#15 Béla Tarr


BELA TARR
"The Metamorphoses of a Visionary"

About four films: The Family Nest , The Outsider , Damnation , Sátántangó

Béla Tarr's filmography, made up of ten feature films and a handful
of short films, fascinates moviegoers around the world. From the Family Nest (1977)
at the Cheval de Turin (2011), the filmmaker's career is as striking for its political and philosophical coherence as for the marked evolution of his style.

Bela Tarr

 

This book looks back on this journey based on four films ( The Family Nest , The Outsider , Damnation , Sátántangó ), starting from the documentary-inspired urban camera sessions that Tarr made at the turn of the 1970s and 1980s, to the fables metaphysics that he conceived ten years later with the writer László Krasznahorkai, in the middle of the desolate spaces of the Hungarian countryside. It is a question of understanding the metamorphoses of this visionary artist by exploring the historical and sociological roots of his cinema, the influences and encounters that have nourished his aesthetic research, and the motifs that run through all of his work. The despair that characterizes it gives it all its relevance, especially in the way it encounters contemporary imaginaries of ecological disaster. The genius of the Hungarian filmmaker will have been to translate this feeling into a series of cinematographic experiences allowing us, one after the other, to better grasp the dark fabric of our present.

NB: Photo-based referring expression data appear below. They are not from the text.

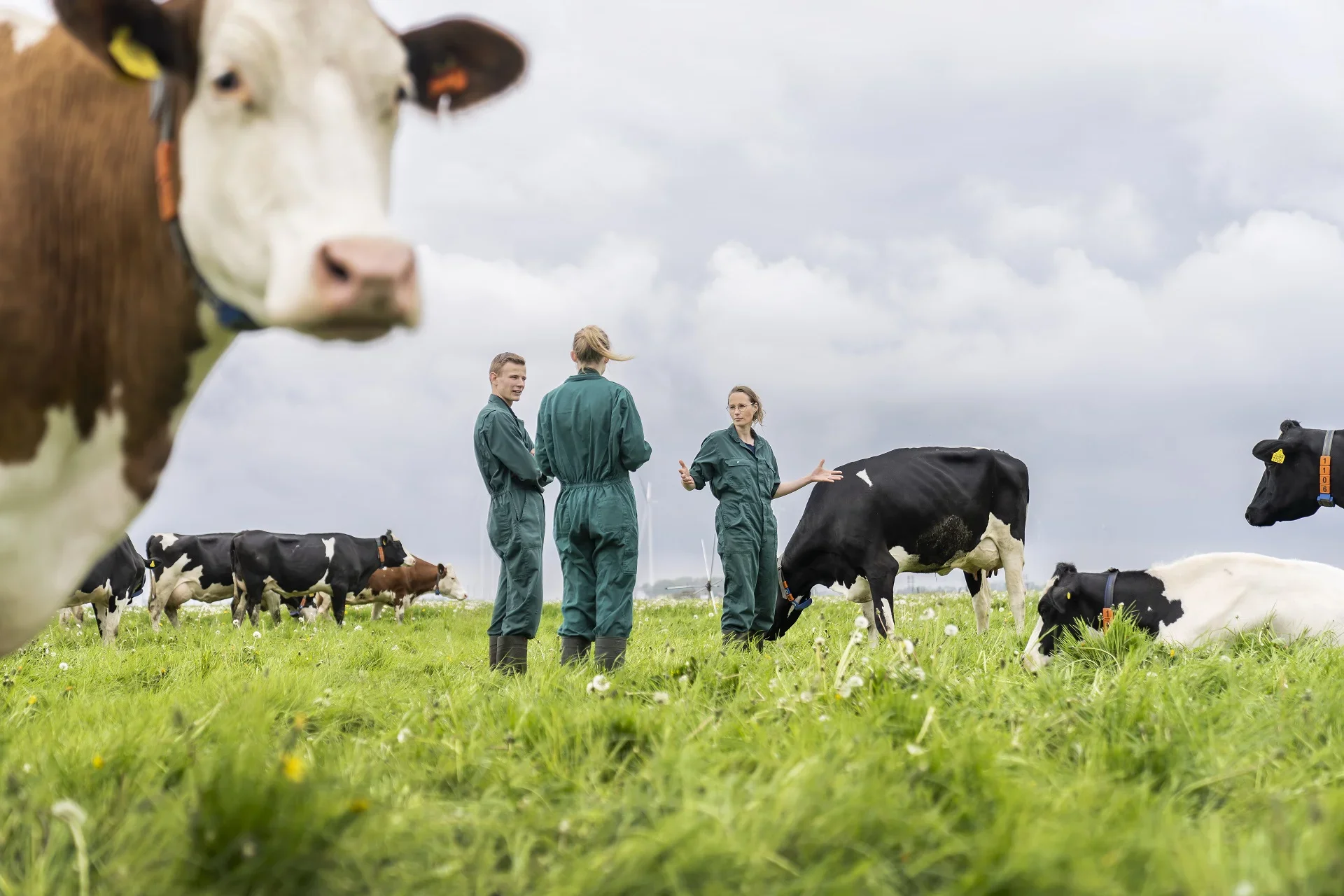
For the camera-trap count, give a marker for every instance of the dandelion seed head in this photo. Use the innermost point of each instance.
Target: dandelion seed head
(70, 812)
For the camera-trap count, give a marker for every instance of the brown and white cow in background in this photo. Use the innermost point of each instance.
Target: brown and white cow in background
(400, 586)
(274, 176)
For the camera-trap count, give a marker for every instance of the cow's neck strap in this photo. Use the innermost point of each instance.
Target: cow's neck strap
(797, 603)
(1108, 602)
(162, 113)
(1327, 498)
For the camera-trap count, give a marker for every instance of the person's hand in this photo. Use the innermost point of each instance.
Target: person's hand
(687, 481)
(823, 475)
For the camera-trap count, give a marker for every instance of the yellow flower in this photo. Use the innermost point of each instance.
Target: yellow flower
(293, 767)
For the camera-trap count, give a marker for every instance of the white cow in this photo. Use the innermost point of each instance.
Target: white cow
(1193, 601)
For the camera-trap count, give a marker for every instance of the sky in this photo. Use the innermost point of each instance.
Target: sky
(1102, 237)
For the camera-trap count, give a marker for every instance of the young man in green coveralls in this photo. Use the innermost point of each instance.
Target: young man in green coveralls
(518, 514)
(589, 437)
(738, 466)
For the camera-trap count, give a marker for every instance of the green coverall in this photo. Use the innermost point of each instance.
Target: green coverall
(518, 516)
(743, 481)
(590, 438)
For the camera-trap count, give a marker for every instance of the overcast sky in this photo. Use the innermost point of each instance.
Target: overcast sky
(1102, 237)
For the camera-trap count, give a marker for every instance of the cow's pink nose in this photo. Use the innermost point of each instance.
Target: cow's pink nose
(365, 286)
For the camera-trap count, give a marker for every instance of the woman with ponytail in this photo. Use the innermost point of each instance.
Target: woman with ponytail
(590, 438)
(739, 468)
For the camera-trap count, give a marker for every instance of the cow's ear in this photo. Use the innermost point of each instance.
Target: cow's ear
(1272, 450)
(463, 61)
(137, 38)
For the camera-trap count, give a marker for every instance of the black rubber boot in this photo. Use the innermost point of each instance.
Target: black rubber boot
(610, 653)
(514, 654)
(574, 649)
(741, 640)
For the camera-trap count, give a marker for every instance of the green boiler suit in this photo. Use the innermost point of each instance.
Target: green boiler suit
(517, 523)
(743, 479)
(590, 438)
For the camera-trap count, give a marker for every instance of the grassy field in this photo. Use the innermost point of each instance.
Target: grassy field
(387, 760)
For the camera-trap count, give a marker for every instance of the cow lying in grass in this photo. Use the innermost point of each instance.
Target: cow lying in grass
(1193, 601)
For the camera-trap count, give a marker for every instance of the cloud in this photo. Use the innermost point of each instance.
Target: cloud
(1102, 237)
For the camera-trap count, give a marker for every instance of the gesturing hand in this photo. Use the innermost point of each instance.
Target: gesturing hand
(823, 475)
(687, 482)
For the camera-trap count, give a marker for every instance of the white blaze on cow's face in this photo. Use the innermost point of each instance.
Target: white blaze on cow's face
(286, 158)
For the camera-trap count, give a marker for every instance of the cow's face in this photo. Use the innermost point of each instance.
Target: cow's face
(1063, 605)
(449, 586)
(286, 141)
(1291, 481)
(394, 555)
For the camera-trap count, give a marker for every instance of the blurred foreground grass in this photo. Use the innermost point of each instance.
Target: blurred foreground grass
(387, 760)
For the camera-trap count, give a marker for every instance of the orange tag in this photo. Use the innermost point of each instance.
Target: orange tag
(163, 181)
(451, 83)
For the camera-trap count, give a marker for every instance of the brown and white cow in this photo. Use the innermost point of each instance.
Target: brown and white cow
(131, 248)
(400, 586)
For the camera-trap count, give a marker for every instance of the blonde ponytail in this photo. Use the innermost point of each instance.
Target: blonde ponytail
(592, 346)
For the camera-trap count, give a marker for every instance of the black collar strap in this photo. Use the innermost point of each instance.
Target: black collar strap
(1108, 601)
(1326, 498)
(797, 603)
(162, 113)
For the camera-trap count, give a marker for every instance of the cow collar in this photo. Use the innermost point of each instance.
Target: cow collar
(1326, 498)
(797, 603)
(162, 112)
(1108, 601)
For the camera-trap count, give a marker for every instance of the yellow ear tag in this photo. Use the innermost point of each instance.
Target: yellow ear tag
(134, 58)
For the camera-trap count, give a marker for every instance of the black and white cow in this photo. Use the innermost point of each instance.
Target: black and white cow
(111, 586)
(1291, 486)
(921, 510)
(1189, 602)
(270, 567)
(187, 567)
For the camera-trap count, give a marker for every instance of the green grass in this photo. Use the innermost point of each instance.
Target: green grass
(391, 761)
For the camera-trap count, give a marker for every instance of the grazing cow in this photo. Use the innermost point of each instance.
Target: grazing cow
(270, 567)
(136, 239)
(1189, 602)
(111, 586)
(400, 586)
(1297, 475)
(924, 510)
(187, 567)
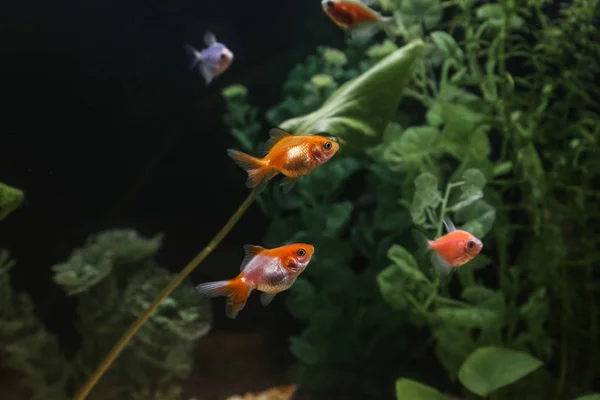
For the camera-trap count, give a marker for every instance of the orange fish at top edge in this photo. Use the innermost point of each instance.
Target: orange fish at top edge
(454, 249)
(356, 18)
(270, 271)
(291, 155)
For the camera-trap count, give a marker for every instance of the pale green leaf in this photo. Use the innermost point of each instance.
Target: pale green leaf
(479, 218)
(448, 45)
(407, 389)
(488, 369)
(358, 112)
(426, 195)
(468, 317)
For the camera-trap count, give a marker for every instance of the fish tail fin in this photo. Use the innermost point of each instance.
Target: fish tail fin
(258, 173)
(196, 61)
(236, 291)
(422, 242)
(193, 54)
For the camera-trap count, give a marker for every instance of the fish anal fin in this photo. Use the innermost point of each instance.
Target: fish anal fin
(276, 135)
(287, 183)
(266, 298)
(258, 173)
(251, 251)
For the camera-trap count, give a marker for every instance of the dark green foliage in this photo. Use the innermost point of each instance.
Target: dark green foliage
(115, 279)
(530, 299)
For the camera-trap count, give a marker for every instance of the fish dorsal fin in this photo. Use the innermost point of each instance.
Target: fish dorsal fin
(448, 224)
(276, 135)
(251, 252)
(209, 38)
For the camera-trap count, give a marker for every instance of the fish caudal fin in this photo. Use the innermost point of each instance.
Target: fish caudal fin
(422, 242)
(258, 173)
(235, 290)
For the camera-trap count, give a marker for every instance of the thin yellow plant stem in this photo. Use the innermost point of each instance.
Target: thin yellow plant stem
(120, 345)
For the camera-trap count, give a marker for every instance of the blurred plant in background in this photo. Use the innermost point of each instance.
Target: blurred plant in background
(498, 128)
(115, 278)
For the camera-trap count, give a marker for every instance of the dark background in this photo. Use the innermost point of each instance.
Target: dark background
(104, 126)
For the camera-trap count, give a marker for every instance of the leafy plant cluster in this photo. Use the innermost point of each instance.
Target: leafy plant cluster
(115, 278)
(504, 141)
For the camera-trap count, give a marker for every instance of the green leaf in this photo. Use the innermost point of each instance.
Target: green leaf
(413, 147)
(358, 112)
(471, 190)
(494, 15)
(468, 317)
(10, 199)
(337, 217)
(421, 12)
(407, 389)
(304, 351)
(447, 44)
(426, 195)
(490, 368)
(479, 218)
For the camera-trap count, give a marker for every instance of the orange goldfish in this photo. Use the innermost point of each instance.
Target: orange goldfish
(454, 249)
(290, 155)
(356, 18)
(269, 270)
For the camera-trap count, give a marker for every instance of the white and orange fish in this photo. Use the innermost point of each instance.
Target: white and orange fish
(270, 271)
(291, 155)
(211, 61)
(356, 18)
(454, 249)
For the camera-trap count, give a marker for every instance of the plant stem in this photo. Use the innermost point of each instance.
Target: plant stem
(120, 345)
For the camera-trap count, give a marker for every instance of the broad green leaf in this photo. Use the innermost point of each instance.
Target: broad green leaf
(399, 254)
(304, 351)
(421, 12)
(447, 44)
(426, 195)
(407, 389)
(479, 218)
(10, 199)
(453, 346)
(434, 115)
(593, 396)
(488, 369)
(413, 147)
(358, 112)
(474, 181)
(494, 14)
(471, 317)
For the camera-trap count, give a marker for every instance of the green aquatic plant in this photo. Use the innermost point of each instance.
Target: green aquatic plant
(114, 278)
(10, 199)
(234, 94)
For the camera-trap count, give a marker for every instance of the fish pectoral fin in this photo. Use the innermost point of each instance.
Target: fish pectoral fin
(287, 183)
(276, 135)
(440, 267)
(206, 73)
(251, 251)
(209, 38)
(266, 298)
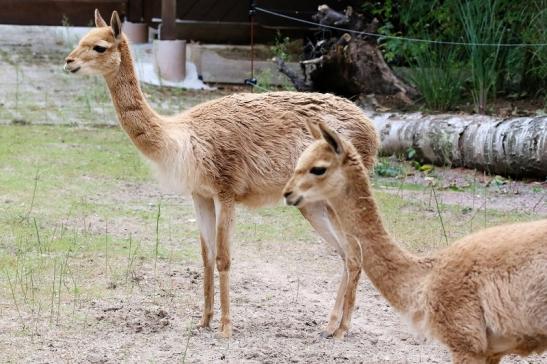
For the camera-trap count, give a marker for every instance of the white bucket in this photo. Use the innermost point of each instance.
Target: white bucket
(170, 59)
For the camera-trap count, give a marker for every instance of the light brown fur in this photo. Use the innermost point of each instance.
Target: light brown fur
(484, 296)
(237, 149)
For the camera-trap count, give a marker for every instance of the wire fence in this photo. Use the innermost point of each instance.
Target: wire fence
(277, 13)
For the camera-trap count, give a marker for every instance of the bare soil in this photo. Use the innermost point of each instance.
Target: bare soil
(281, 296)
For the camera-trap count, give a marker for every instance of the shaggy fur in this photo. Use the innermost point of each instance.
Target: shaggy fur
(484, 296)
(237, 149)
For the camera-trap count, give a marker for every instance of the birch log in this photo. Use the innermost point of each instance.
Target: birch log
(513, 147)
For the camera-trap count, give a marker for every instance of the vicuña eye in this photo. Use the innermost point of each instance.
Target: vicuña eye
(318, 170)
(99, 49)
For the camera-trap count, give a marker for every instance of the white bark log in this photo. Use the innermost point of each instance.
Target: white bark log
(515, 147)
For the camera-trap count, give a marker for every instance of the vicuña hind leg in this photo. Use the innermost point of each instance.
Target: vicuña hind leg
(225, 214)
(320, 218)
(205, 214)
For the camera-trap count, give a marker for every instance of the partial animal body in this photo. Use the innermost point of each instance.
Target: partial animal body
(239, 149)
(485, 296)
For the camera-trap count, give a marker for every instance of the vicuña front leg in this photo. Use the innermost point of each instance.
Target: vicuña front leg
(225, 213)
(319, 217)
(353, 266)
(205, 213)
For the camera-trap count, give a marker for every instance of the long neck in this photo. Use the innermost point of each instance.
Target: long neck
(395, 272)
(137, 118)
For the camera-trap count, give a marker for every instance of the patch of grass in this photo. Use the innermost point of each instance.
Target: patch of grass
(61, 187)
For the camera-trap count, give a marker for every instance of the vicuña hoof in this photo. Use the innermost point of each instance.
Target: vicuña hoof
(339, 334)
(225, 329)
(205, 321)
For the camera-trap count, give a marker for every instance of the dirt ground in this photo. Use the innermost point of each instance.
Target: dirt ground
(281, 289)
(281, 295)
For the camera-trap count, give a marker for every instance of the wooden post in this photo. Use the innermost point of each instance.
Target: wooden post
(168, 20)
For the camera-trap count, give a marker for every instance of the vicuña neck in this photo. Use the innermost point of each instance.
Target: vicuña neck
(395, 272)
(137, 118)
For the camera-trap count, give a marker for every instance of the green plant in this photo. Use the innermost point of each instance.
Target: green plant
(280, 49)
(482, 26)
(385, 169)
(438, 75)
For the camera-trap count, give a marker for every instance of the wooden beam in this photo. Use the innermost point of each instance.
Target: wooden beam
(168, 20)
(135, 11)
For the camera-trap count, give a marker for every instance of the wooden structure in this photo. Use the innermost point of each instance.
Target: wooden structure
(207, 21)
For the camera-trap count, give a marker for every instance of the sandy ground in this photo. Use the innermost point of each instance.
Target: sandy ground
(282, 291)
(281, 296)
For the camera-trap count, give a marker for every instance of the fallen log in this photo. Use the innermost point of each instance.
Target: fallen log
(514, 147)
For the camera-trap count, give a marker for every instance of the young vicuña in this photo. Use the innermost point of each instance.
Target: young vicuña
(484, 296)
(237, 149)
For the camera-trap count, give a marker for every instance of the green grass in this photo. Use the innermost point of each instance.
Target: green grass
(80, 215)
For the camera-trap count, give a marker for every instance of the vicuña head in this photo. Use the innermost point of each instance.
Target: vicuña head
(98, 52)
(318, 174)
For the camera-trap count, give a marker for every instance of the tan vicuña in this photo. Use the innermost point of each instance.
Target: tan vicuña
(237, 149)
(484, 296)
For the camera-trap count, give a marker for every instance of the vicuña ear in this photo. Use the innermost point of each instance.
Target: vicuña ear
(313, 129)
(116, 24)
(99, 21)
(331, 137)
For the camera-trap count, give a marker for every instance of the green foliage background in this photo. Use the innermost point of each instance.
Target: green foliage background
(517, 71)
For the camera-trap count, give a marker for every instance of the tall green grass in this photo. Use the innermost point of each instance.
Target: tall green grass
(438, 75)
(482, 26)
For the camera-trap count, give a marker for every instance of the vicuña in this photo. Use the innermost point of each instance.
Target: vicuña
(236, 149)
(484, 296)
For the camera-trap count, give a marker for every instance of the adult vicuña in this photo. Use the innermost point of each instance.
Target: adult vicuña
(237, 149)
(484, 296)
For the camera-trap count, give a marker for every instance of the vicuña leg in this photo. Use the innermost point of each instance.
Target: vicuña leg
(225, 213)
(353, 264)
(205, 213)
(320, 218)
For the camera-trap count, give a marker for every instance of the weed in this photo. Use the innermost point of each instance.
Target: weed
(482, 26)
(438, 76)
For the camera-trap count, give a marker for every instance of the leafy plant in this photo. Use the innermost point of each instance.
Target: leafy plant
(280, 49)
(438, 75)
(385, 169)
(481, 26)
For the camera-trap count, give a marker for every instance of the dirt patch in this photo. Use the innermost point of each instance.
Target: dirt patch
(281, 296)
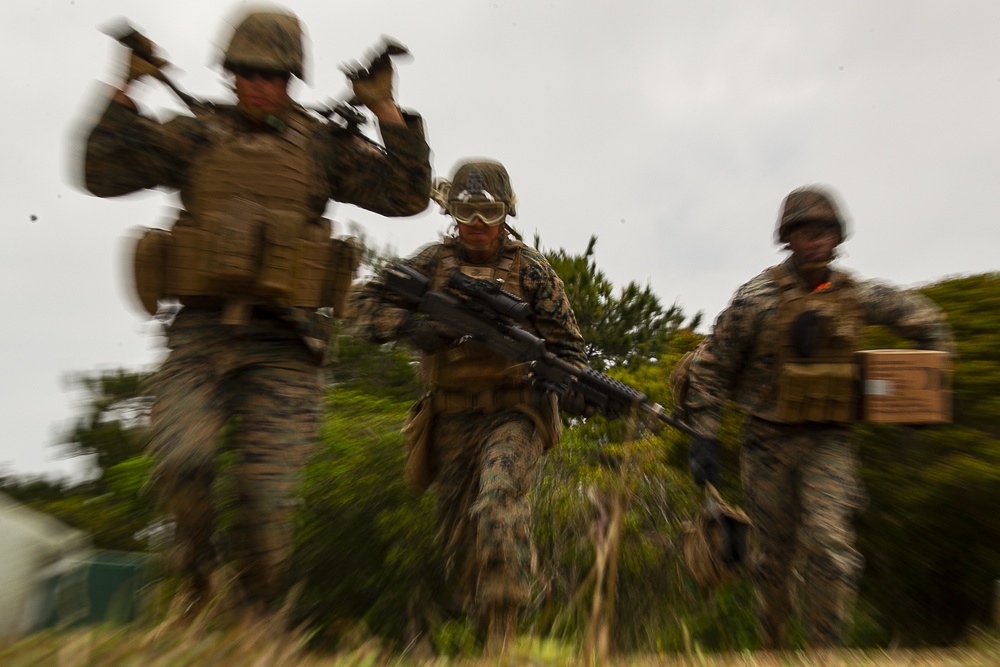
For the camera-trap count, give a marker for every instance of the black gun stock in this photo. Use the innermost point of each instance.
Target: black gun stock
(480, 310)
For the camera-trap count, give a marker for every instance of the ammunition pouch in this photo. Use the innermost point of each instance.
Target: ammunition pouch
(815, 341)
(418, 434)
(448, 402)
(817, 392)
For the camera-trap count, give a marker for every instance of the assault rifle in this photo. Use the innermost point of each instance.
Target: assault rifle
(480, 310)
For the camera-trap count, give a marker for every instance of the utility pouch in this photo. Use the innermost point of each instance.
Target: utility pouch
(189, 261)
(817, 392)
(238, 234)
(149, 265)
(276, 279)
(342, 268)
(418, 433)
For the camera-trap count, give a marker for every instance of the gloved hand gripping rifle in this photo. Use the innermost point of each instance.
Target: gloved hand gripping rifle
(480, 310)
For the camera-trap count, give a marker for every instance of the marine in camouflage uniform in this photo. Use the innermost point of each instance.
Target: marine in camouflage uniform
(244, 360)
(783, 351)
(480, 429)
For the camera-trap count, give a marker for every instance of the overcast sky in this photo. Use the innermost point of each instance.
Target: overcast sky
(669, 129)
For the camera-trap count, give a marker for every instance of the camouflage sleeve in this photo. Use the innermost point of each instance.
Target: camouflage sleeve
(908, 313)
(723, 355)
(126, 152)
(553, 316)
(394, 183)
(374, 316)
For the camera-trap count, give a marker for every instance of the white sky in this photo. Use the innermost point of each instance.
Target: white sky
(670, 129)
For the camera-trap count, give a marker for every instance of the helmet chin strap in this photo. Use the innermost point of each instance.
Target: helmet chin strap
(818, 266)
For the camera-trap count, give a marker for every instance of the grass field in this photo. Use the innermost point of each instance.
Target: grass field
(262, 643)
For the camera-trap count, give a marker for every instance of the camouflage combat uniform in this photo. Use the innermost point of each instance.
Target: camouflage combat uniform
(258, 378)
(486, 440)
(801, 480)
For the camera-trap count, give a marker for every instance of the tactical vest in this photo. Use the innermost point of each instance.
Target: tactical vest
(472, 366)
(818, 334)
(248, 234)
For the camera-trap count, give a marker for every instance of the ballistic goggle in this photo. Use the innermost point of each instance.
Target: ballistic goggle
(491, 213)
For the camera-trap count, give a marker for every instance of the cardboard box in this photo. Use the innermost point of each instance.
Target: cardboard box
(905, 386)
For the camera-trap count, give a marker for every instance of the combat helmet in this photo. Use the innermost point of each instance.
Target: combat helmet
(267, 40)
(805, 204)
(476, 180)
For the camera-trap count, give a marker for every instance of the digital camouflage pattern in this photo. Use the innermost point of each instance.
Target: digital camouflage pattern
(486, 466)
(485, 461)
(264, 385)
(738, 359)
(259, 379)
(483, 180)
(801, 481)
(808, 203)
(377, 320)
(127, 152)
(270, 41)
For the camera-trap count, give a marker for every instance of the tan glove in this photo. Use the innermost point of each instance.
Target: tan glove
(143, 59)
(372, 83)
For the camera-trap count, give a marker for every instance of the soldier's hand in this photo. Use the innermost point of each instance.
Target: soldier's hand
(426, 335)
(703, 460)
(373, 81)
(139, 67)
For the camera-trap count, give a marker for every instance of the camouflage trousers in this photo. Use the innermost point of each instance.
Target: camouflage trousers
(486, 464)
(803, 492)
(253, 388)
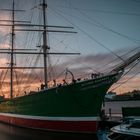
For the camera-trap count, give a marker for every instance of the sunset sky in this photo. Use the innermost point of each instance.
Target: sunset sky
(106, 30)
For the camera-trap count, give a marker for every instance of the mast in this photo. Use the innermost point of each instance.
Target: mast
(12, 49)
(45, 47)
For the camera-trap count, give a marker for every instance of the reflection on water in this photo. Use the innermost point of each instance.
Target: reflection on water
(8, 132)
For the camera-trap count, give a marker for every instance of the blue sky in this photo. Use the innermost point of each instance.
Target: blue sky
(105, 29)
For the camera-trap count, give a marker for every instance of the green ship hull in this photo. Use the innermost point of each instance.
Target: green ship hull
(73, 107)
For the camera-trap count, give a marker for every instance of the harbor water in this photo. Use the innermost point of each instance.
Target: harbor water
(8, 132)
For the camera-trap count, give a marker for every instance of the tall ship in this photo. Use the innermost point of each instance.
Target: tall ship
(73, 106)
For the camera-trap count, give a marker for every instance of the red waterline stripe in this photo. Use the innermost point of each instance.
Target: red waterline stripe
(73, 126)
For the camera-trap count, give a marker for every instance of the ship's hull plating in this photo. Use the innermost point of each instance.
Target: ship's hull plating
(72, 108)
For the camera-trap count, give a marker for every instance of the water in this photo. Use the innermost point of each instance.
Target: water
(116, 106)
(8, 132)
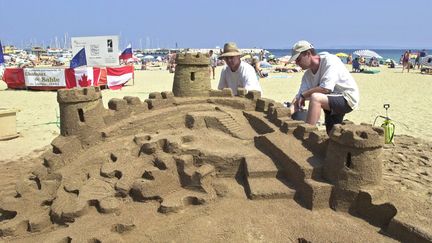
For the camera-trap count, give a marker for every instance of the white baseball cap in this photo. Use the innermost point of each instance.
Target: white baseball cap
(298, 48)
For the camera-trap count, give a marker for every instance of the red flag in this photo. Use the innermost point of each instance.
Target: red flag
(118, 76)
(82, 77)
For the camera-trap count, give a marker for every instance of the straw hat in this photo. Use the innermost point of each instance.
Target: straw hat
(230, 50)
(298, 48)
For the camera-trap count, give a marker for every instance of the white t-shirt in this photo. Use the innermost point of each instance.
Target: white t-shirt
(332, 75)
(244, 77)
(213, 60)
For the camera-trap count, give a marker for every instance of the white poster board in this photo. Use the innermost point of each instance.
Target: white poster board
(101, 51)
(45, 77)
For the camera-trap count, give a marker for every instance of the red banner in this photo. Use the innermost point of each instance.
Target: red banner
(14, 78)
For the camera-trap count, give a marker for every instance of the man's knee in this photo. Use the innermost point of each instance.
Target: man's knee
(321, 99)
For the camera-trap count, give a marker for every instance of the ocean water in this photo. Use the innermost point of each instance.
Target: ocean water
(394, 54)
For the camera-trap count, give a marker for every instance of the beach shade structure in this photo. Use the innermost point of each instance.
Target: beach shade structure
(284, 59)
(388, 60)
(426, 61)
(62, 59)
(367, 54)
(7, 58)
(247, 56)
(264, 64)
(341, 54)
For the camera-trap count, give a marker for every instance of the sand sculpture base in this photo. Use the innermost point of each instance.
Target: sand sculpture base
(170, 155)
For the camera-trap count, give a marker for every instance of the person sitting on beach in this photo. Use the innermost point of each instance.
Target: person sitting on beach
(392, 64)
(256, 64)
(327, 84)
(405, 61)
(213, 62)
(356, 65)
(237, 73)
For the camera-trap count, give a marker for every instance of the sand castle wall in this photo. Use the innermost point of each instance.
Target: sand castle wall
(295, 159)
(192, 77)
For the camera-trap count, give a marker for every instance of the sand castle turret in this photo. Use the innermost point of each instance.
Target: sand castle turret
(192, 77)
(81, 110)
(353, 162)
(353, 156)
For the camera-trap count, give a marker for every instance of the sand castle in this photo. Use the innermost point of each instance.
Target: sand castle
(175, 147)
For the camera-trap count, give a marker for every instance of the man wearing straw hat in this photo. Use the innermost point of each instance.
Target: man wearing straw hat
(327, 84)
(237, 74)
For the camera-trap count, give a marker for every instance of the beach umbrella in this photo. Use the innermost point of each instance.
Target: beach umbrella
(426, 61)
(264, 64)
(341, 54)
(247, 56)
(284, 58)
(367, 53)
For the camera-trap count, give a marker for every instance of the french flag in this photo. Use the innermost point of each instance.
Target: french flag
(127, 53)
(82, 77)
(118, 76)
(79, 59)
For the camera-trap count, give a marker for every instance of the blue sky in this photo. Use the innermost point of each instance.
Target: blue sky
(206, 24)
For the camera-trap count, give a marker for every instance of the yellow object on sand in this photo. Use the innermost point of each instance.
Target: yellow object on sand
(341, 54)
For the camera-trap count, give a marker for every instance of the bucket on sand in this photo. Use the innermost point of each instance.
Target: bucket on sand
(300, 115)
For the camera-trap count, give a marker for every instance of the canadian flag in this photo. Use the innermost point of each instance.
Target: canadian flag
(82, 77)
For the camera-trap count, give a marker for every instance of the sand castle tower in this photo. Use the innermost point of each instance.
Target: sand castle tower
(81, 110)
(192, 77)
(353, 156)
(353, 161)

Mathieu Lericq is a researcher and teacher in film studies at the University of Paris 8 – Vincennes Saint-Denis, member of the ESTCA laboratory, specialist in central – and eastern European cinematography. Defended in 2019 and awarded a thesis prize from the University of Aix-Marseille, her doctorate focuses on the political value of bodies and sexualities in Polish cinema (1968-1989). He is the author of articles on the work of Krzysztof Kieslowski, Jerzy Skolimowski and Sergei Loznitsa. He also works as a critic and as a programmer.

Damien Marguet is a lecturer in film studies at the University of Paris 8 – Vincennes Saint-Denis, member of the ESTCA laboratory, filmmaker and programmer. His work focuses on the cinemas of Eastern Europe and more specifically Hungarian cinema, the relationship between cinema, literature, language and translation, and ecological issues.